THOMAS: It´s analytics services that are relevant for speech-to-text, face recognition, scene and concept recognition or network traffic management, etc. This metadata enrichment is extremely important to M&E to work as efficient as possible. In regard to recommendation engines I believe that what we currently use (no AI) is already pretty good, but is purely based on past data—because I watched movie X, I might be interested in movie Y. Analytics for recommendation engines will become more interesting to predict what‘s the next movie a customer will select.
TVT: What do you see as the top ethical concerns raised by the adoption of AI and machine learning in media?

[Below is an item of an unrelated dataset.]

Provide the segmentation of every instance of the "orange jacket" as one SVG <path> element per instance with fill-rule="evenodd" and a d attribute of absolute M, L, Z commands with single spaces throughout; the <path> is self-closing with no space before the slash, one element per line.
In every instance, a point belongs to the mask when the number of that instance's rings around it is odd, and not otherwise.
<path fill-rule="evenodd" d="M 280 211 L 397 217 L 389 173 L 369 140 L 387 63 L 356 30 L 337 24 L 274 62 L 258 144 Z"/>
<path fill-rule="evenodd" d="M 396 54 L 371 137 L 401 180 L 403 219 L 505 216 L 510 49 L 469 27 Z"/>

MUNSON: Alan Turing, often credited as the father of modern computing, famously made the point that because it was not possible to measure the intelligence of a computing program/machine, saying that computers can be made “intelligent,” is nonsense. Another way of putting this is that much of today’s deep learning, “learns” in a way that imitates human behavior, but still heuristically, meaning that no one can explain exactly how these programs do what they do. In turn, many experts point out that the most advanced learning algorithms can neither be made fail safe or immune to manipulation by bad actors.
In media and entertainment the consequences of this are obviously not as grave as a self-driving car that “decides” to collide head on into another car, but are still concerning. For example, the very neural networks that drive high precision face and image recognition or live video editing could be manipulated by bad actors (or simply have software bugs) that cause the display of grotesque or otherwise offensive content taking advantage of viewers, advertisers or content owners. Additionally, the ability of today’s vast GPU/TPU compute power and scalable AI models could be used to manipulate news and create propaganda at scale that is undetectable or moves too fast for human detection; consider “fake news” at scale.

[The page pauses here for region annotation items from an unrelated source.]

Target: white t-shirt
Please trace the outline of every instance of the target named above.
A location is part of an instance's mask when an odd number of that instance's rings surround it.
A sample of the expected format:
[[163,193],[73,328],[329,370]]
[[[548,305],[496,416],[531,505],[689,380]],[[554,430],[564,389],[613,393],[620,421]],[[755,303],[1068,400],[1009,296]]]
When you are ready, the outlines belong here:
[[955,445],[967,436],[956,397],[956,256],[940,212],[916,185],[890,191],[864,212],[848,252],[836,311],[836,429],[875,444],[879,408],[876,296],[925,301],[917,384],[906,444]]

And finally, as an engineer I worry about the “commoditization” of AI tools such as ML programs that themselves create learning programs. These are already available to potentially unskilled users who may over-estimate their capacity or misuse their training accuracy, and could be a source of abuse—particularly when they are used to make decisions that can have clear bias or privacy consequences. Examples in media could be video surveillance and person matching that wrongly targets individuals based on profile, and security exploits that dwarf today’s worst exploits of IT negligence/ignorance.
THOMAS: I believe we must define rules and clear goals for what we would like to achieve with AI and where to use it. Think about the internet—the technology came into our lives pretty fast without any discussion about rules, and it has changed our lives drastically (positive and negative). As always technology can be misused, but let´s make something positive out of it.